Fahrenheit -華氏- Ⅱ
「それは、はっきりと分かる“脅し”ですね」
瑠華の言葉に俺は目をまばたいた。
「どういうこと?」
「麻野さんのデータをそこまで詳細に知っている、と言うことはあなたや、あたしのことも簡単に調べられる、と言うことですよ。
もしかしてもう知っているかもしれません」
瑠華は淡々と言ったが、その顔には険しい何かが浮かんでいた。
「まぁ知られたところで、言いふらされて恥ずかしい行いはしていませんが」
と、瑠華はキッパリと言い切ったが……てか、そんな風に言い切っちゃう瑠華、かっこいいぜ!
なんて感心してる場合じゃないな。
「でもやっぱり
他人に知られていいことなんてないよ。
瑠華に離婚歴があり、さらにその相手はヴァレンタイン財閥の御曹司。
その上、子供までいた―――なんて
瑠華が傷つくのは
目に見えてる」
そう、瑠華の過去を知るのは俺だけだ。それは独占欲とかそう言った類ではなく、噂が回るのが早い会社で瑠華が影で何を言われるのか大体想像できる。

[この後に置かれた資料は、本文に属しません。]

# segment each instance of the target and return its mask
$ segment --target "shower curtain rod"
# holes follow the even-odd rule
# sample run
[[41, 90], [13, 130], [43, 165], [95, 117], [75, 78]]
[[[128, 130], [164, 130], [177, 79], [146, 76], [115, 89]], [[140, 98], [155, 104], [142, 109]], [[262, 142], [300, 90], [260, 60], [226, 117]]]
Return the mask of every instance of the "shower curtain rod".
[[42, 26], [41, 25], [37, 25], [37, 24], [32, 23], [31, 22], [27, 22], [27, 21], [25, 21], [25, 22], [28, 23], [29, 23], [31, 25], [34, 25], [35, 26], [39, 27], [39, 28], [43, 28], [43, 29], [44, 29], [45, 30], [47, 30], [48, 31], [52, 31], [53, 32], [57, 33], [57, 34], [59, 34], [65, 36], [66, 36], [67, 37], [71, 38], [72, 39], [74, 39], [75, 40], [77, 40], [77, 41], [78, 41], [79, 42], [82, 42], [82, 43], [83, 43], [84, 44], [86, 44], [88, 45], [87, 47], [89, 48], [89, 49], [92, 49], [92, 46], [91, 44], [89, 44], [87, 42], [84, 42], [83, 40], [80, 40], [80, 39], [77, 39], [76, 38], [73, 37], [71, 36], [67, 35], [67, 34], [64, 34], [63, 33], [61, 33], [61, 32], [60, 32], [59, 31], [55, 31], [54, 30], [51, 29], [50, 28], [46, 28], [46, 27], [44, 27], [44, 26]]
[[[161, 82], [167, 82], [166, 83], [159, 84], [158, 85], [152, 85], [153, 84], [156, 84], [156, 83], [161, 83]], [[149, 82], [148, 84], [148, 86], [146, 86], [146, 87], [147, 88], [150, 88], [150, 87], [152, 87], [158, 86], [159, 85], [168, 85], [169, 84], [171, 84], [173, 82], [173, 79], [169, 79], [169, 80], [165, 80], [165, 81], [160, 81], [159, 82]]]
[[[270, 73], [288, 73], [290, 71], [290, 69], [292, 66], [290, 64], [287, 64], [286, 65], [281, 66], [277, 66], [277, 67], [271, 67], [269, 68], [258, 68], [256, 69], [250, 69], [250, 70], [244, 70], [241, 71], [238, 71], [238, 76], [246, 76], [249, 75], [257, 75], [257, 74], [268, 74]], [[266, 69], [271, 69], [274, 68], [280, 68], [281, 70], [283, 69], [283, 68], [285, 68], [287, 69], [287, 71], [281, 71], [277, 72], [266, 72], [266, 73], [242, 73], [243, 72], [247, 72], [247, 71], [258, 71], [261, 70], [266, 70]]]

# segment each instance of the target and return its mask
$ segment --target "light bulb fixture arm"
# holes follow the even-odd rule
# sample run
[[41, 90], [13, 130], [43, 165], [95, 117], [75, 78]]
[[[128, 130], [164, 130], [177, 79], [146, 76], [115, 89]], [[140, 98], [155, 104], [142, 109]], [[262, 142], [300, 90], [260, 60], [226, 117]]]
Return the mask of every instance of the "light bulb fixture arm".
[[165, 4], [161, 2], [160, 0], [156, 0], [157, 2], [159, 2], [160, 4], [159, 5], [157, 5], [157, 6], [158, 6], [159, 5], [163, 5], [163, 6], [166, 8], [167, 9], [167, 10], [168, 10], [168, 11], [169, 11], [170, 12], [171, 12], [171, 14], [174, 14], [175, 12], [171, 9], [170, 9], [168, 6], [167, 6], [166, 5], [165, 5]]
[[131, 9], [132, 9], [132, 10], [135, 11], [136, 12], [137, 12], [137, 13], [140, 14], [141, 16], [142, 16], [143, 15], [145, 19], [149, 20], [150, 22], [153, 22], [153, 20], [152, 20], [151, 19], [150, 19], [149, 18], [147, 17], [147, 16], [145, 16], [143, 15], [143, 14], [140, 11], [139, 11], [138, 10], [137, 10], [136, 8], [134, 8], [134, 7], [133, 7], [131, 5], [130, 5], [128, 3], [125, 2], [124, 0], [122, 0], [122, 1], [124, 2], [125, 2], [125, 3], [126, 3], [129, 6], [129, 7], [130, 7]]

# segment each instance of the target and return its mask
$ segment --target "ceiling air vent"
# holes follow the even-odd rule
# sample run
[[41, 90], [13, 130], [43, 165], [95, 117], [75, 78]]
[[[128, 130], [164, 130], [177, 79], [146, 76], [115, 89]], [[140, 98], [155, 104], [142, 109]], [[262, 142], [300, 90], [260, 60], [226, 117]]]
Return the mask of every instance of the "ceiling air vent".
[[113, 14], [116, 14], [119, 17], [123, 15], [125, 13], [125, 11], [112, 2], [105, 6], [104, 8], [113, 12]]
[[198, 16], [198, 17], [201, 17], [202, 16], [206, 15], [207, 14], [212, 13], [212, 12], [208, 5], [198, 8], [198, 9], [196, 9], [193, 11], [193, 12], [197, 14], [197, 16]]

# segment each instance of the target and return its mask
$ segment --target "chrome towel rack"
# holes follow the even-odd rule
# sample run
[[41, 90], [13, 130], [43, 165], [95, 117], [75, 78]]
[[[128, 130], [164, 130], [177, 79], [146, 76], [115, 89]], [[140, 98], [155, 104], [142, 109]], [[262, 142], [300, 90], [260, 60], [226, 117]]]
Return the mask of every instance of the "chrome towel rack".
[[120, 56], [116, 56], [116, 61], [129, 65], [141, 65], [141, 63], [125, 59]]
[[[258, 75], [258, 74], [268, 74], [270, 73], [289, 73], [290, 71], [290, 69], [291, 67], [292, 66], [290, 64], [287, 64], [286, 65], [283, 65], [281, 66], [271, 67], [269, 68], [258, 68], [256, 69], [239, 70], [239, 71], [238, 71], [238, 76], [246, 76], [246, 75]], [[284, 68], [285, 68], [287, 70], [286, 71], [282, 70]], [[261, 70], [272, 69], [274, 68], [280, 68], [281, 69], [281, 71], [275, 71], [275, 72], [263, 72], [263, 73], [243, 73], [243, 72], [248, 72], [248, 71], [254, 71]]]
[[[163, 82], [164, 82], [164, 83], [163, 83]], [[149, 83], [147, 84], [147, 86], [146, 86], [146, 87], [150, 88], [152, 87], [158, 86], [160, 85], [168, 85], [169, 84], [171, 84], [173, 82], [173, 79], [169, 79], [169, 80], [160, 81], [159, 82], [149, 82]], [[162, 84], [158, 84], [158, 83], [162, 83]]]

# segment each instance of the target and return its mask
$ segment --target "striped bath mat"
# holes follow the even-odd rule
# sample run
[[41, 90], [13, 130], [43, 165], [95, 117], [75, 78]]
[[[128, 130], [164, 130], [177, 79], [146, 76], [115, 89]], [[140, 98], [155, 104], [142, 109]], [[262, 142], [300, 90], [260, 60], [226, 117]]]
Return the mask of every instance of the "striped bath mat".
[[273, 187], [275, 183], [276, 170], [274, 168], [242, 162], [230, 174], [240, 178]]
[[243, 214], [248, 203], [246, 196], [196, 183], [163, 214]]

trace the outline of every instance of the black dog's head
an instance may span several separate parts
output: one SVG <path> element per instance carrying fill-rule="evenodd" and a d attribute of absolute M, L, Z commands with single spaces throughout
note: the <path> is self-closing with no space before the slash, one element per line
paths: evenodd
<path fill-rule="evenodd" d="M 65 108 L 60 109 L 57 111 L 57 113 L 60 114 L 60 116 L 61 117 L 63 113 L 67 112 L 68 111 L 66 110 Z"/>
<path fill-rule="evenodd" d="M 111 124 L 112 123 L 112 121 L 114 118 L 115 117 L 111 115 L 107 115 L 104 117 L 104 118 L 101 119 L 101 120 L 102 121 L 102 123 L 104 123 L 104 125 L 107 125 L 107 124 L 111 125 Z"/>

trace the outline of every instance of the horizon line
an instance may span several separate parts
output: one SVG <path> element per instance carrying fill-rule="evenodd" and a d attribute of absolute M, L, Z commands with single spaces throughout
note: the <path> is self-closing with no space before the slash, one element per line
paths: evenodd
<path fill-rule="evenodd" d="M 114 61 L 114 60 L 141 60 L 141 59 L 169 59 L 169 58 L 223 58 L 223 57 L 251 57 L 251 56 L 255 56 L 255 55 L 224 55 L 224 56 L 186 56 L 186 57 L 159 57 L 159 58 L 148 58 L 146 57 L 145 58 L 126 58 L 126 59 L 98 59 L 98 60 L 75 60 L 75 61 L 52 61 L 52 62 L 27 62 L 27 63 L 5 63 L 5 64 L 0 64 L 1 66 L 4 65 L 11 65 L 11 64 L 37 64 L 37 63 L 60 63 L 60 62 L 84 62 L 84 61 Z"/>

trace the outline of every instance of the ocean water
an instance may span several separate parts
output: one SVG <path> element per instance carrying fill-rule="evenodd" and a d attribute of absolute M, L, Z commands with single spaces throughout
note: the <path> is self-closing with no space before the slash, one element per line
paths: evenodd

だから俺は裕二や綾子、桐島にそのことを言っていない。まぁあいつらは勝手な憶測をしてあれこれ言いふらすヤツらじゃないことは確かだが……
でも変な同情を買われるのもきっと瑠華は良い顔しないだろう。
離婚裁判の末、親権を奪われた―――と、までは個人情報に載っている筈がないし。
裕二たちに知られても構わないが、
何も知らない社員たちがそのことを知ったら―――………?
子供を捨てた悪い母親
と言うレッテルを貼られるに決まっている。
捨てたくて捨てたんじゃない。
―――奪われたんだ。
自分の命より大切な
唯一無二の存在を―――
何も知らない社員たちの口汚い噂を耳に入れたら瑠華がどれだけ傷つくか
それだけが心配だ。
「優しいんですね」
瑠華の声を聞いて、俺は顔を彼女の方へ向けた。
ちょうど信号は赤信号で前の車のブレーキランプが灯ったところだった。